Diagnostic criteriaOccupational allergic rhinitis was recognized in subjects reporting work-related nasal symptoms with positive nasal response to specific challenge test i.e. total score of more than 3 points and significant increase in total count and proportion of eosinophils (twofold increase and eosinophilia at least 5% after challenge) in nasal lavage fluid.
Occupational asthma was recognized in subjects reporting work-related chest symptoms, for whom a SICT induced significant bronchial response (at least a 20% decrease in FEV1) − early or dual asthmatic reaction, or a threefold increase in non-specific bronchial hyperreactivity accompanied by increase sputum eosinophilia (at least 3% after challenge)4).
Statistical analysisContinuous variables were expressed as mean values ± standard deviations (SD) while the nominal variables, as numbers and percentages. To identify the associated factors of hypersensitivity to fungi, mould and Saccharomyces allergens, the odds ratios (OR) and their 95% confidence intervals (CI) were calculated (Statistica 10). This analysis concerned the two groups of subjects who were sensitized and non-sensitized to at least one fungi allergen. The p value below 0.05 was adopted as the reference for selecting significant associated factors.
Among farmers in 20 cases (24.1%) occupational asthma and in 17 cases (20.5%) occupational rhinitis were recognized whereas amid bakers in 46 subjects (39.3%) occupational asthma and in 54 cases (46.2%) occupational rhinitis were diagnosed. The characteristic of the study group is presented in Table 1. The average duration of symptoms among farmers was 11.2 ± 9.7 yr, while in bakers 6.1 ± 6.9 yr. First symptoms appeared after 16.1 ± 9.8 and 11 ± 8.7 yr of professional work, respectively.

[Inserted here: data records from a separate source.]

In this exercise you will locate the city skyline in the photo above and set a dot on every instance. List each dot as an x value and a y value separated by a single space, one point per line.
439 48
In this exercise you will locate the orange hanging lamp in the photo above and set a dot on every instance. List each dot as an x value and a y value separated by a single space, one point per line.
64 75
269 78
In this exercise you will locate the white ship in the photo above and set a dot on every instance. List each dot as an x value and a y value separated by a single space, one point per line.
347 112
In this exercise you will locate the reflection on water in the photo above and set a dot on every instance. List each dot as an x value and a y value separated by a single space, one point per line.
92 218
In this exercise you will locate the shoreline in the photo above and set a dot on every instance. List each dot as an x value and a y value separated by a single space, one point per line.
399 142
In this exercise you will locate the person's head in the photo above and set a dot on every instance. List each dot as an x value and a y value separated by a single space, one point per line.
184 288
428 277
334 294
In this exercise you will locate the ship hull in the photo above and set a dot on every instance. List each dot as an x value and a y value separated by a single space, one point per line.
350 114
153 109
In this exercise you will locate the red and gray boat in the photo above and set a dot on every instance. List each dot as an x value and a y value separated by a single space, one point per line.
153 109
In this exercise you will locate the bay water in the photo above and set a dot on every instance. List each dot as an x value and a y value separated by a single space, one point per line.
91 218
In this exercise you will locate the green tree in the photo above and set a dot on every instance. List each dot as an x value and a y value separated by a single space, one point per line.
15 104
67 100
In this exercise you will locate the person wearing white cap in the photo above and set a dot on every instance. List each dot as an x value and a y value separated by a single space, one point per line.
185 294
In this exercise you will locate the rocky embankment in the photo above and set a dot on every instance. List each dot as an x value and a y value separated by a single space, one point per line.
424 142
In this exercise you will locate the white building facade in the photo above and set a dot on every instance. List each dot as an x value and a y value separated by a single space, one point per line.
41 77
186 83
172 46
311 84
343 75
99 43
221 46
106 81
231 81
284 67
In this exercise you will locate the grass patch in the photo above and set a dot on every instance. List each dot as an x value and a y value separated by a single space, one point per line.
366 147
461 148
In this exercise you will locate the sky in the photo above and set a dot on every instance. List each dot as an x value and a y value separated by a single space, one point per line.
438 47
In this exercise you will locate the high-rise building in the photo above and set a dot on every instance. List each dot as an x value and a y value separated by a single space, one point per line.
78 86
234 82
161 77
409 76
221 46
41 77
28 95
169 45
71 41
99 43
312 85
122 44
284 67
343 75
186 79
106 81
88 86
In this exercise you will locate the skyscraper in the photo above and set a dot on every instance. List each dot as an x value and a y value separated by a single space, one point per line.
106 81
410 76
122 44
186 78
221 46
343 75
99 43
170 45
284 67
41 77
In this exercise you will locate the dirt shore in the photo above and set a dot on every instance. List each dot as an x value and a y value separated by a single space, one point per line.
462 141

| Farmers | Bakers | |||||||||||
| Occupational respiratory allergyn=22 | Work-exacerbated respiratory symptomsn=61 | Occupational respiratory allergyn=63 | Work-exacerbated respiratory symptomsn=54 | |||||||||
| Mean | SD | n (%) | Mean | SD | n (%) | Mean | SD | N (%) | Mean | SD | N (%) | |
| Age (yr) | 46.1 | 7.9 | 48.7 | 8.4 | 34.9 | 9.9 | 39.7 | 13.4 | ||||
| Gender: male | 14 (63.6) | 32 (52.5) | 54 (85.7) | 42 (65.4) | ||||||||
| Gender: female | 8 (36.4) | 29 (47.5) | 9 (14.3) | 12 (34.6) | ||||||||
| Currently smoking | 3 (13.6) | 8 (13.1) | 9 (14.3) | 13 (30.8) | ||||||||
| Smoking in the past | 8 (36.4) | 16 (26.2) | 28 (44.4) | 19 (23.1) | ||||||||
| Family history of atopy | 5 (22.7) | 20 (32.8) | 18 (28.6) | 13 (19.2) | ||||||||
| Duration of symptoms (yr) | 11.3 | 8.6 | 11.2 | 10.1 | 5.6 | 5.1 | 6.8 | 8.6 | ||||
| Latency period till symptoms onset (yr) | 16.1 | 10.4 | 16.6 | 9.7 | 9.7 | 7.2 | 12.6 | 10.1 | ||||
| Cough | 16 (72.7) | 53 (86.9) | 45 (71.4) | 41 (76) | ||||||||
| Dyspnoea | 22 (100) | 57 (93.4) | 46 (73) | 50 (92.6) | ||||||||
| Rhinitis | 17 (77.3) | 48 (78.7) | 54 (85.7) | 40 (74.1) | ||||||||
| Skin symptoms | 7 (31.8) | 13 (21.3) | 14 (22.2) | 16 (29.6) | ||||||||
The results of SPT to common, occupational and fungal allergens are presented in Tables 2, 3 and 4. A total of 55.4% of farmers and 64.9% of bakers had at least one positive allergy skin test response to common allergens, while sensitization to occupational allergens was detected among 33.7% farmers and 63.2% bakers. The prevalence of hypersensitivity to all tested fungal species was higher among farmers (32.5%) than in bakers group (16.2%). Positive SPT with mould allergens was found among 9 farmers (10.8%) and 8 bakers (6.8%) with occupational allergy. The most frequent fungi allergens giving positive SPT results were Candida albicans, Levures mélanges, Aspergillus mix. and Charbons cerealiers in the group of farmers as well as bakers.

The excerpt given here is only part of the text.